Telecom giant MTN has called for an extraordinary shareholders’ meeting of New York-listed IHS Towers as it battles the group’s board over voting rights.
MTN, which is Africa’s biggest mobile operator, owns a 26% economic stake and controls 20% of the voting rights.
However, MTN doesn’t have a representative on the IHS board, but its former CEO, Phuthuma Nhleko, is a non-executive director.
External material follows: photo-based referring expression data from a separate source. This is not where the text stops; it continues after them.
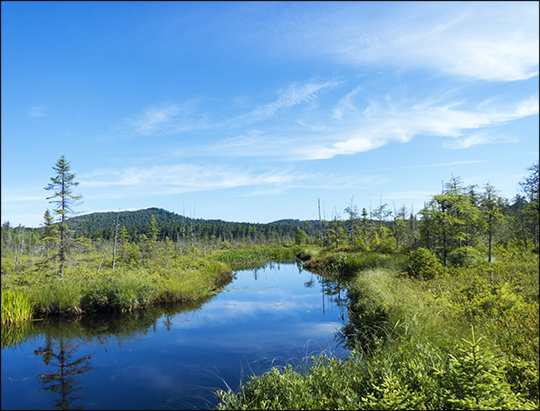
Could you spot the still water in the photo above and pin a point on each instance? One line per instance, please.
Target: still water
(175, 357)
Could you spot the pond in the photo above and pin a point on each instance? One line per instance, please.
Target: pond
(175, 357)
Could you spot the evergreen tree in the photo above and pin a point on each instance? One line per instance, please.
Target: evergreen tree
(64, 198)
(49, 233)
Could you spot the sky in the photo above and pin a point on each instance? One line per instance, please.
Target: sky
(261, 111)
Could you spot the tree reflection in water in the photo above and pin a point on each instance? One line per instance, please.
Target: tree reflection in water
(63, 382)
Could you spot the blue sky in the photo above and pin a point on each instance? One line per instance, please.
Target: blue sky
(253, 112)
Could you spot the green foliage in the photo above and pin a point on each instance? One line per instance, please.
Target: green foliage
(409, 376)
(464, 257)
(422, 263)
(16, 307)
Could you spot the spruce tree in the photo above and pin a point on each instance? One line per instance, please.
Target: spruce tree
(64, 198)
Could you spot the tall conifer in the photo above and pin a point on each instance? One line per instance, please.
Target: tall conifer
(65, 199)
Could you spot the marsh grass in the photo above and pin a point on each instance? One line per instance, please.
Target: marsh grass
(81, 290)
(257, 257)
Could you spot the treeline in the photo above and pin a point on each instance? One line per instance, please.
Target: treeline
(460, 225)
(180, 228)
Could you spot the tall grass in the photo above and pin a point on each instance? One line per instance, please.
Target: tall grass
(16, 307)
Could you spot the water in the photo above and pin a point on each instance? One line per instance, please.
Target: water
(175, 357)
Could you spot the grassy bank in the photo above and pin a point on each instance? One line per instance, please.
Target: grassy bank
(124, 288)
(464, 338)
(163, 277)
(257, 256)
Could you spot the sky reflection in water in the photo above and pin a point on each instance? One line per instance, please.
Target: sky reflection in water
(262, 318)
The second biggest stakeholder in IHS Towers, a French investment company Wendel – which owns 19% – has one representative, Frank Dangeard.
Both firms demand that those holding 10% or more of IHS should get to nominate board members, but this had been dismissed by IHS.
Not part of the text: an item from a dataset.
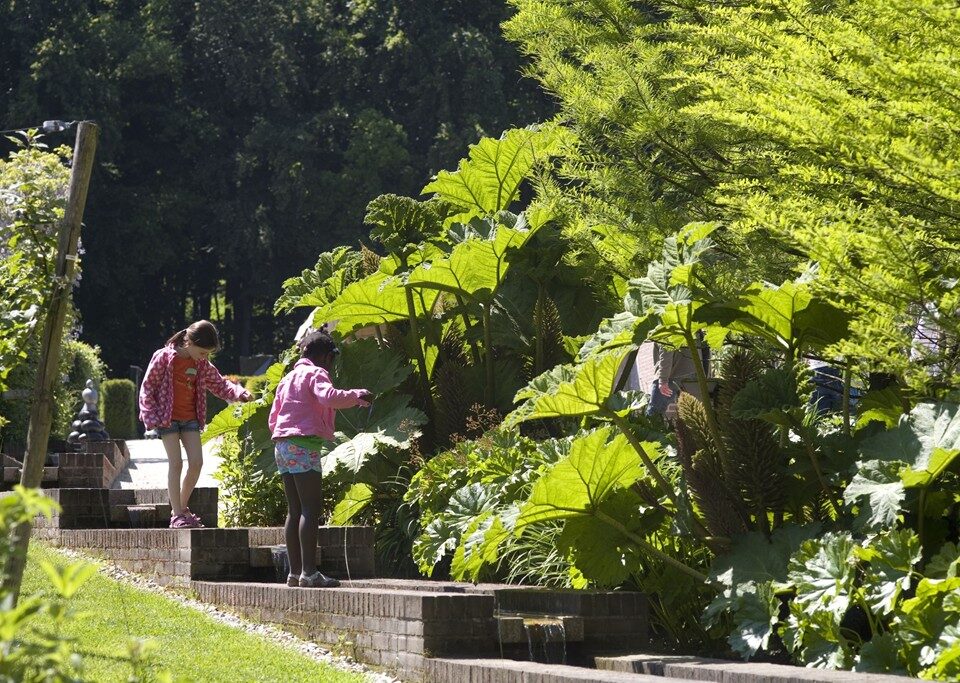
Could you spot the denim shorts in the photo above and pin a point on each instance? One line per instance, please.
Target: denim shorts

MTN said on Tuesday it has been engaging IHS on corporate governance matters, including on its voting rights, but IHS failed to notify shareholders of its proposal or allow them to vote on it at its annual meeting on June 7.
It said it “strongly believes that IHS has wilfully breached the Shareholders’ Agreement and Articles by failing to notify its shareholders of the proposal and denying its shareholders the opportunity to vote on it at the AGM.”
Consequently, it “requested the IHS board to call an extraordinary general meeting of the IHS shareholders in order to consider the above mentioned proposal, and any other shareholder proposals relating to governance, to which the Group awaits a response. Beyond this, MTN is currently evaluating all its options with the intention to fully enforce the Shareholders’ Agreement and Articles.”
But IHS Towers said on Wednesday it had unanimously determined that the recent shareholder proposal from MTN was “not in the best interests of IHS Towers as a whole or our collective shareholder base”. The group said it declined the request to submit the proposal, which was in accordance with its articles and shareholder agreement.